1. 50 mg/kg twice daily for 5 days 2. 25 mg/kg, 10 mg/kg and 3 mg/kg twice daily for 10 days 3. 25 mg/kg once daily for 10 days

Miltefosine, as the only oral treatment for visceral leishmaniasis, was used as a positive control in each evaluation, dosed once daily at 30 mg/kg as solution in sterile water. 30mg/kg was chosen as it represents the ED90 in mice8,9 and therefore the required benchmark by which to compare any potential new oral therapies. For reference, a detailed study on the pharmacokinetics of miltefosine in mice has recently been published10. The minimal efficacy required by DNDi is 95% reduction in parasitaemia11. Vehicle dosed animals formed the negative control group.

Spot blood samples were taken for bioanalysis from each dose group (n=3/5 mice) following the first dose at day 1 and the last day of dosing.

Three days following completion of each dosing regimen, all mice were culled, liver smears prepared from each animal and stained with Rapi-diff II (Biostain Ready Reagents, UK). The number of amastigotes/500 liver cells were then counted microscopically and parasite load expressed in Leishman Donovan units (LDU): the mean number of amastigotes per 500 liver cells x mg liver. Expression of parasite load as LDU is the standard approach for assessing efficacy12,13. The individual animal LDU following oral dosing of compound 8 at 50 mg/kg b.i.d. for 5 days, 25 mg/kg b.i.d., 10 mg/kg b.i.d. and 3 mg/kg b.i.d. for 10 days and 25 mg/kg u.i.d. for 10 days were determined.

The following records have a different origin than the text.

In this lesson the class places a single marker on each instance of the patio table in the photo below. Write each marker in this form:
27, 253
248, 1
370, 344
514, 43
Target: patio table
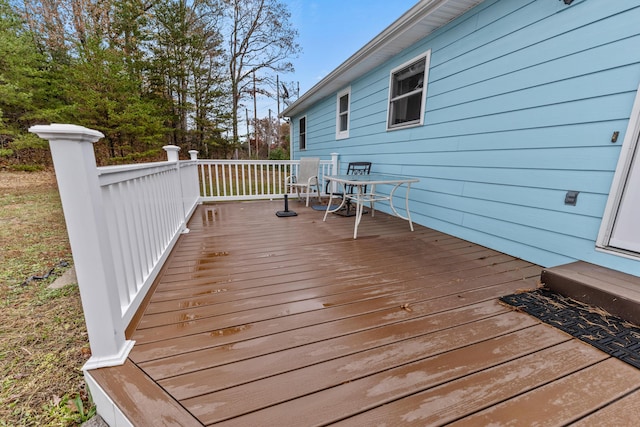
360, 197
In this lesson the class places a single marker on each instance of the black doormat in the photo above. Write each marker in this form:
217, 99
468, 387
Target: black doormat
592, 325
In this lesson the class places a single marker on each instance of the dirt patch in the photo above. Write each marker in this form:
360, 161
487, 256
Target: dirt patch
27, 180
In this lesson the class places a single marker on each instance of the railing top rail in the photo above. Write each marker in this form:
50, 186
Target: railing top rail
271, 162
113, 174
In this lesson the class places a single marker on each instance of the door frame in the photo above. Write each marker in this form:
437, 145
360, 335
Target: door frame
623, 170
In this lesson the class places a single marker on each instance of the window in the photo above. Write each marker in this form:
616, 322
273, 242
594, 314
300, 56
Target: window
302, 124
408, 93
342, 113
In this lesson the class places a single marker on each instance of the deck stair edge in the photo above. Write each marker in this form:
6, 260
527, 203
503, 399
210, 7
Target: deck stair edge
614, 291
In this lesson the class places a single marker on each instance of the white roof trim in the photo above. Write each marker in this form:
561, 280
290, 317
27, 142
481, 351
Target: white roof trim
417, 23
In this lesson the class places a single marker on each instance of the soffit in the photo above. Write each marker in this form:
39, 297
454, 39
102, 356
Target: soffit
417, 23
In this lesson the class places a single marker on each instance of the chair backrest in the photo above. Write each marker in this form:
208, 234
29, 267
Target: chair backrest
308, 168
359, 168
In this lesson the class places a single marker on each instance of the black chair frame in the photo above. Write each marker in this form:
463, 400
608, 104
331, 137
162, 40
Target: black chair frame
353, 168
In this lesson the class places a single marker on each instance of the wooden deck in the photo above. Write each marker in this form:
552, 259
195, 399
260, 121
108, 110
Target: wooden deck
264, 321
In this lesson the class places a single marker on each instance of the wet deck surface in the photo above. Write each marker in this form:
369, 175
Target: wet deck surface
265, 321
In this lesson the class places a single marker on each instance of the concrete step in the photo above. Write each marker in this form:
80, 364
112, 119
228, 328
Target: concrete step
616, 292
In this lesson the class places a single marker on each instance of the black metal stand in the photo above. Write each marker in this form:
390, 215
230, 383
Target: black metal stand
286, 211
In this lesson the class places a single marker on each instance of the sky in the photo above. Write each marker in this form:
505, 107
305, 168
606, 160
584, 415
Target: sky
330, 31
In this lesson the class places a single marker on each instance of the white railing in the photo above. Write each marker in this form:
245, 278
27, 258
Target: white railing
122, 223
252, 179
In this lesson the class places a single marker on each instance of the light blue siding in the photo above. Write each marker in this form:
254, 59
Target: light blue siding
522, 100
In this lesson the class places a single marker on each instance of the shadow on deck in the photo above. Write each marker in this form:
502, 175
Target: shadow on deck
260, 320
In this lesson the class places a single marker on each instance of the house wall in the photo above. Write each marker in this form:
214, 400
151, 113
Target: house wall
523, 99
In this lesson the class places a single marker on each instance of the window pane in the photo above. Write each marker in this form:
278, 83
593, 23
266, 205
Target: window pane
407, 92
406, 109
409, 79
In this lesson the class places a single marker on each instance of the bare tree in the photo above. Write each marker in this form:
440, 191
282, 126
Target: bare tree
260, 39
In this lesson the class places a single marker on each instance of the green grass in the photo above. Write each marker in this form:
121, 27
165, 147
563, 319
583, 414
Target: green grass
44, 340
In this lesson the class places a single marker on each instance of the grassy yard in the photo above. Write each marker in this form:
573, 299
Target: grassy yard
43, 338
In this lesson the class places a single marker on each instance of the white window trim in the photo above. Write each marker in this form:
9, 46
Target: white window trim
427, 56
345, 133
306, 133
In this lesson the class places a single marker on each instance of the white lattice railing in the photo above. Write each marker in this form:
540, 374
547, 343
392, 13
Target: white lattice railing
252, 179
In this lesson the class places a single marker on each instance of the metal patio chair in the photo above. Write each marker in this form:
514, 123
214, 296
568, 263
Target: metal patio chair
353, 168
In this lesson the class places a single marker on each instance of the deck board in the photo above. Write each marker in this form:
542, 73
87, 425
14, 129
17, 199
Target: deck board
259, 320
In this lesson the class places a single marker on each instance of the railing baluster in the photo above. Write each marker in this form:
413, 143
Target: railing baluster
249, 179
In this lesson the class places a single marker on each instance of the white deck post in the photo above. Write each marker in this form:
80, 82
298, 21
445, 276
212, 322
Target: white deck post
77, 175
172, 152
335, 169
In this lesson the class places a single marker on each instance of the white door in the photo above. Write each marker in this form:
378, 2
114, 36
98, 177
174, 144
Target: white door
625, 234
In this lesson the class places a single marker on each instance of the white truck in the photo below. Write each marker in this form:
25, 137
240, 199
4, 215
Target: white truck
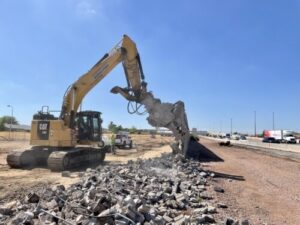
123, 140
284, 136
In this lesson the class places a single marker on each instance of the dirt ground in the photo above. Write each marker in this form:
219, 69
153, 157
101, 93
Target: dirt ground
269, 194
16, 180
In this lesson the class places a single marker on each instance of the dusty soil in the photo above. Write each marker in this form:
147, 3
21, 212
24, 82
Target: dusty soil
270, 192
16, 180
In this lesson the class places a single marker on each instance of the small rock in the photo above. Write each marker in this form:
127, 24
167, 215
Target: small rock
219, 189
66, 174
32, 198
211, 209
222, 205
245, 222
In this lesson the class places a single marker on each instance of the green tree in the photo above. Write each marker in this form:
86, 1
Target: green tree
8, 120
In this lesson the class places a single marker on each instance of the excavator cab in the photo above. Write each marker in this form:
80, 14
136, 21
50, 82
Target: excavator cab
89, 126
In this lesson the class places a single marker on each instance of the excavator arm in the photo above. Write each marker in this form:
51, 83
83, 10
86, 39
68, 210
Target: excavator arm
171, 116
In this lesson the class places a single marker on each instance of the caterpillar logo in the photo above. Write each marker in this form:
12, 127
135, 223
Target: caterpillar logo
99, 73
43, 130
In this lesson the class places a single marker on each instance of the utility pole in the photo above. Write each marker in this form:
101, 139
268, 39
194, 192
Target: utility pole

8. Preclinical safety studies

a. Genotoxicity

i. Bacterial Mutation (Ames) Assay

Compound 6 was tested in a bacterial mutation screening assay (Ames test) with Salmonella typhimurium TA1535, TA1537, TA98, TA100 and Escherichia coli WP2uvrA(pKM101) in the presence and absence of an exogenous mammalian oxidative metabolism system (S9-mix). The maximum concentration tested and analysed was 2500 µg per plate, limited by precipitation and in accordance with current guidelines (OECD 471, 199714). Compound 6 was found not mutagenic in this bacterial mutation screening assay when tested in the presence and absence of S9-mix.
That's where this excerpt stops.